Re: AMBER: How to develop charge for my deprotonated glycine

From: FyD <fyd.u-picardie.fr>
Date: Sat, 04 Mar 2006 10:26:13 +0100

Quoting Jianzhong Liu <zhong.udel.edu>:

> My peptide looks like this HN(-)-CH2-CO-N(-)-CH2-CO-N(-)-CH2-COO(-).

So this means you have a total charges = -4! I hope you checked the pka value of
RCONHR/RCON(-)R since I think it is unlikely that the peptide bond is not
protonated in water at pH = 7.

> So we can see there are 3 deprotonated N(-) and one COO-. So I want to
> develop charge for these amino acid. I know RED I or RED II can develop it.

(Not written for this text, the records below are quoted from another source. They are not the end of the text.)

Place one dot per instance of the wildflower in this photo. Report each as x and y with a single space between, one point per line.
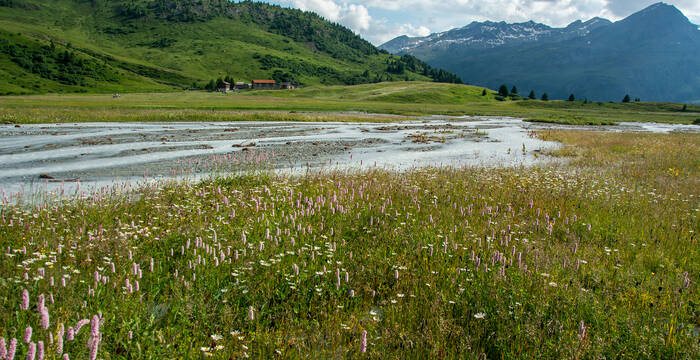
44 315
40 350
363 343
93 345
95 326
31 351
59 344
28 335
11 351
25 300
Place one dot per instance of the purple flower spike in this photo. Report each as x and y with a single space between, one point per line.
363 344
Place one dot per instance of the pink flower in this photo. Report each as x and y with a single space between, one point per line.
59 342
44 314
27 335
3 348
95 326
31 352
363 344
25 300
40 350
11 351
80 324
93 344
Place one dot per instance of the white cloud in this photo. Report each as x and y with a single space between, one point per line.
418 17
356 17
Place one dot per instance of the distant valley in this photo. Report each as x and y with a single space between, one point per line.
653 55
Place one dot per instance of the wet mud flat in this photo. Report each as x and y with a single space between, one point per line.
32 156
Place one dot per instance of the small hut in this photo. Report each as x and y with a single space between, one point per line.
265 85
224 87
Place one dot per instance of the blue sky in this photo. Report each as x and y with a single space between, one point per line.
381 20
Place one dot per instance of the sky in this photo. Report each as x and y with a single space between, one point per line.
382 20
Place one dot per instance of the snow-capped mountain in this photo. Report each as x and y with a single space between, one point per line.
494 34
653 54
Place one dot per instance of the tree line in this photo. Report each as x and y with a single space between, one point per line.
512 94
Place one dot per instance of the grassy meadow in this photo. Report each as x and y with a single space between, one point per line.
594 258
409 99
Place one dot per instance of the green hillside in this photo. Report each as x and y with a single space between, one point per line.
101 46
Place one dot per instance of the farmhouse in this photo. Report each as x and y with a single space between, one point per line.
224 87
265 85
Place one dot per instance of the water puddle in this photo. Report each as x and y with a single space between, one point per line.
46 157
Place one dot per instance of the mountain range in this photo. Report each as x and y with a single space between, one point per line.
105 46
653 54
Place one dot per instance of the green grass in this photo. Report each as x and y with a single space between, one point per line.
400 98
608 241
153 53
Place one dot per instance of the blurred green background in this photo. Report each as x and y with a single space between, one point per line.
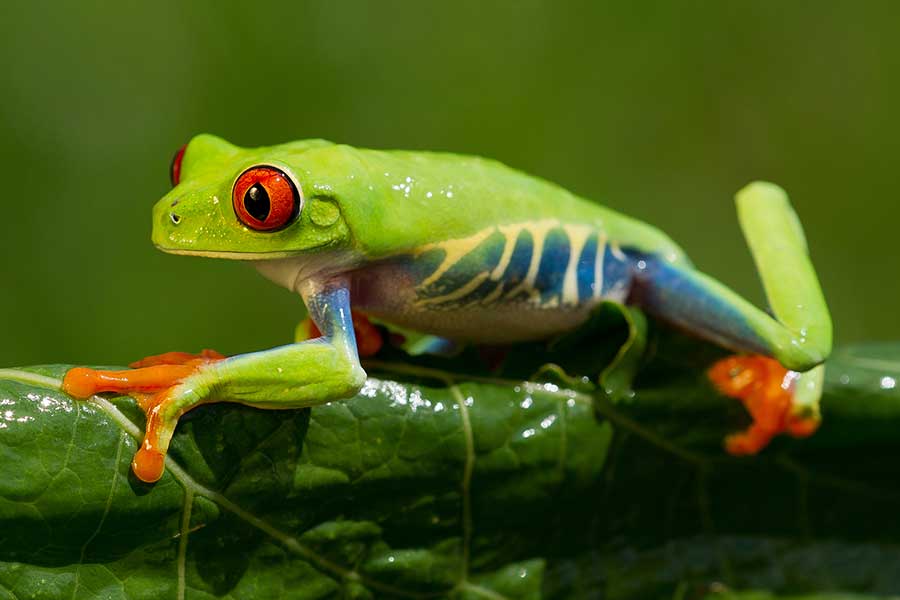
661 110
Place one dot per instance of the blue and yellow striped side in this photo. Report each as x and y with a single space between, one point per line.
543 263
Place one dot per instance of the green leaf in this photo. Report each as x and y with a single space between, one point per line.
440 480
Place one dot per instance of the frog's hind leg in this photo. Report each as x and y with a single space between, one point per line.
780 397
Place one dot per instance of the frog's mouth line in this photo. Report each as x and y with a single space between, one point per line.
228 254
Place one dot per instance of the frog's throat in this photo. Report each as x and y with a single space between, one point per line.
290 272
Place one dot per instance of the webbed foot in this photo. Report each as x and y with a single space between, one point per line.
157 383
769 393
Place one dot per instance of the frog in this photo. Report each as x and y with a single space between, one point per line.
460 248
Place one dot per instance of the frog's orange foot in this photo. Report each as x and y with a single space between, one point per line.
767 391
176 358
152 384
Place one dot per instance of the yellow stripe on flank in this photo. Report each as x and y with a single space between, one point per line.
597 285
510 235
538 230
454 251
578 235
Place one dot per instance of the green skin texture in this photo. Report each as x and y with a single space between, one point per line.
358 210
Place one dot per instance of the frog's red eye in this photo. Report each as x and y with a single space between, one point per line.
175 167
265 199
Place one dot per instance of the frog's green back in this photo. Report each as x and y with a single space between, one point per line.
411 199
374 203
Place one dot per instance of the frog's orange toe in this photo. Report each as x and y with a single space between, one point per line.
80 382
176 358
148 464
767 391
152 384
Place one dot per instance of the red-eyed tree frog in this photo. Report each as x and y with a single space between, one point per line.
463 248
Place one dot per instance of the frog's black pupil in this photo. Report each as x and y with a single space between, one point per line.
257 203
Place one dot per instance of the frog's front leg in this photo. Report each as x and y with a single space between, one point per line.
294 376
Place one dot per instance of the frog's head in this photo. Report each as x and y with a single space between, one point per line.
253 203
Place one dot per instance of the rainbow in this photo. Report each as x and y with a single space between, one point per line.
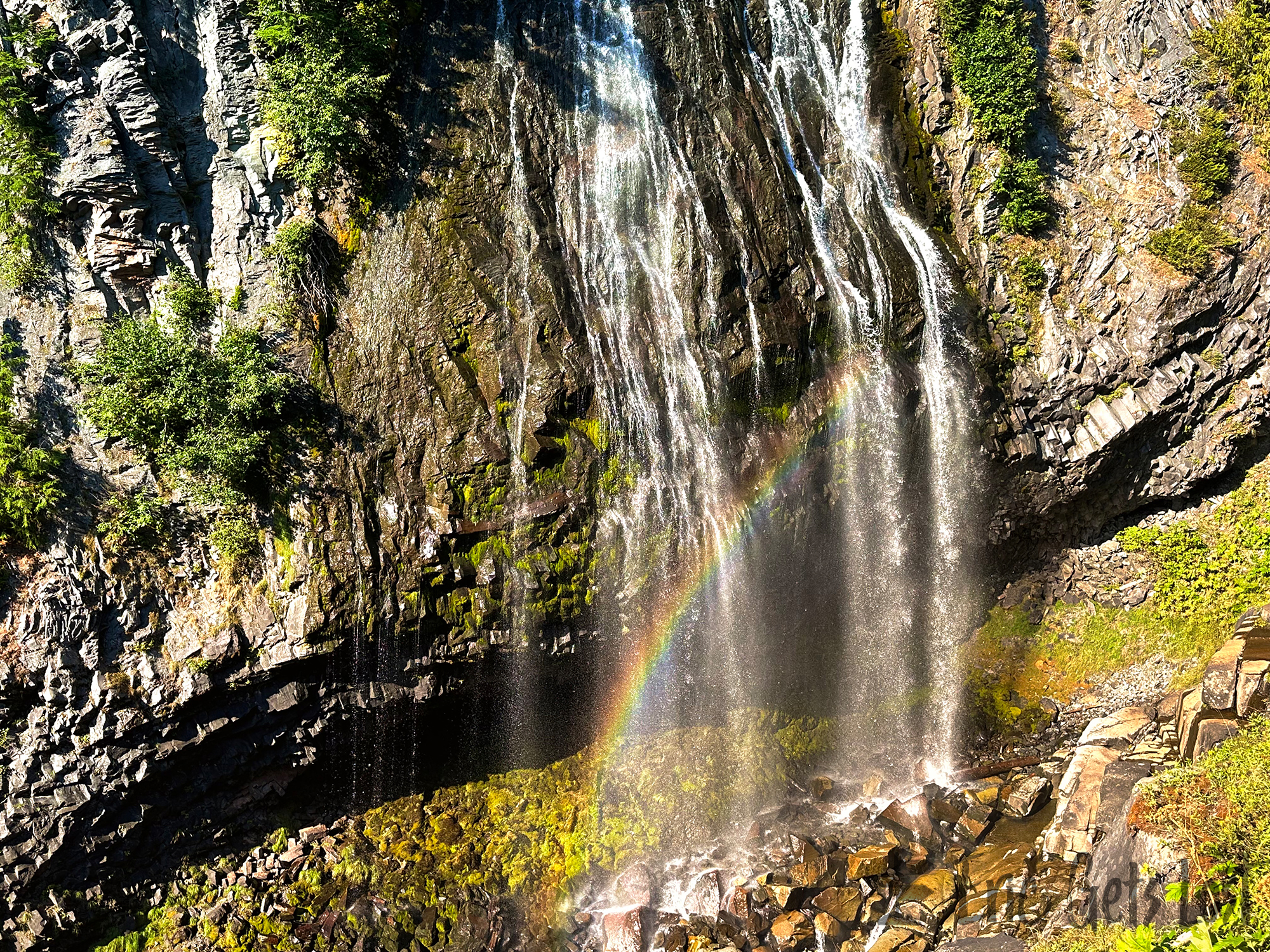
827 400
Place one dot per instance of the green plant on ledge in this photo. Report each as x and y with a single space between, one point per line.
327 72
1189 246
995 65
1208 154
206 418
1238 49
26 157
1020 186
30 487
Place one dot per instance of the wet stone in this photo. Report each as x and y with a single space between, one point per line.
840 902
869 861
793 931
1024 797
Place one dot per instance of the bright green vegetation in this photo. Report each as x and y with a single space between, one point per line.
524 836
1238 48
133 520
1217 810
1189 246
1207 571
1097 939
205 418
327 74
1067 51
995 65
291 251
1208 154
1206 168
1229 932
1022 188
26 157
529 833
29 475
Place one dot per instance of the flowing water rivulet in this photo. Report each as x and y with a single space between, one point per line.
868 635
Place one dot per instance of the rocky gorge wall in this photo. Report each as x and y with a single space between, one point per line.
152 699
1131 383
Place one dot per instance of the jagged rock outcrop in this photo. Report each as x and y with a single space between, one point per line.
143 692
1132 383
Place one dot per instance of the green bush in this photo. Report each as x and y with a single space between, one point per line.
1067 51
133 519
1206 167
234 538
1219 565
327 72
26 157
995 65
1189 246
1022 188
204 417
29 475
1238 46
1219 810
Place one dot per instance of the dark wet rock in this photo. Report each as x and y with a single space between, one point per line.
911 814
929 899
1026 795
624 931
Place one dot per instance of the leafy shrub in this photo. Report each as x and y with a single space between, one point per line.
133 519
29 475
1189 244
307 263
1239 48
201 416
1217 809
234 538
26 155
1206 167
1067 51
1031 272
995 64
1022 188
327 70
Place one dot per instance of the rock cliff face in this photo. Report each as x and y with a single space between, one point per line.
1133 383
152 699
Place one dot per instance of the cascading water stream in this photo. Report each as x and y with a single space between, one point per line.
905 609
631 216
643 265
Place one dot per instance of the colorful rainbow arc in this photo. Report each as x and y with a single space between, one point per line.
658 637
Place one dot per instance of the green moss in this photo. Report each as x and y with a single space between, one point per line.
30 484
995 65
1207 571
26 145
1189 246
529 833
327 74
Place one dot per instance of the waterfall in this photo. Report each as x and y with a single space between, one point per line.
645 267
906 609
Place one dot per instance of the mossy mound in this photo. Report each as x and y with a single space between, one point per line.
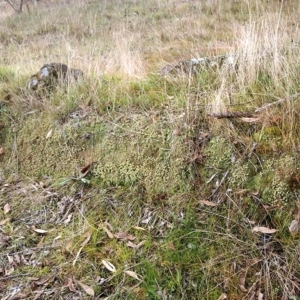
142 152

- R.E.D. I can derive RESP and ESP charges for the _whole_ molecule
HN(-)-CH2-CO-N(-)-CH2-CO-N(-)-CH2-COO(-) using multiple orientation RESP or ESP
fit in a single R.E.D. run

- R.E.D. II can derive RESP and ESP charges for the _whole_ molecule
HN(-)-CH2-CO-N(-)-CH2-CO-N(-)-CH2-COO(-) using multiple orientation && ||
multiple conformation RESP or ESP fit in a single R.E.D. run

- With R.E.D. III, the use of multiple molecules (each molecule with or without
multiple orientations && || multiple conformations) and the handling of intra-,
inter-molecular charge constraint and inter-molecular charge equivalencing has
been implemented. This allows to derive charge values for many different
molecule fragments.

> But I think these three glycines are different. And RED need structure
> optimization at first.

The user can proceed in two ways in R.E.D. I/II/III:
- She/He provides ONLY initial PDB file(s) as input(s) for R.E.D., and R.E.D. is
going to interface the three following steps: (i) the geom. opt. step (ii) the
MEP computation and (iii) fit

- Provides initial PDB file(s) and geom. opt. output(s) as input(s), and R.E.D.
is going to interface the two following steps: (i) the MEP computation and (ii)
fit

> So I want to know I need to use which structure to do
> optimization at first. Just one deprotonated glycine ( -N(-)-CH2-COO(-) or
> gly-gly-gly to do optimization at frst.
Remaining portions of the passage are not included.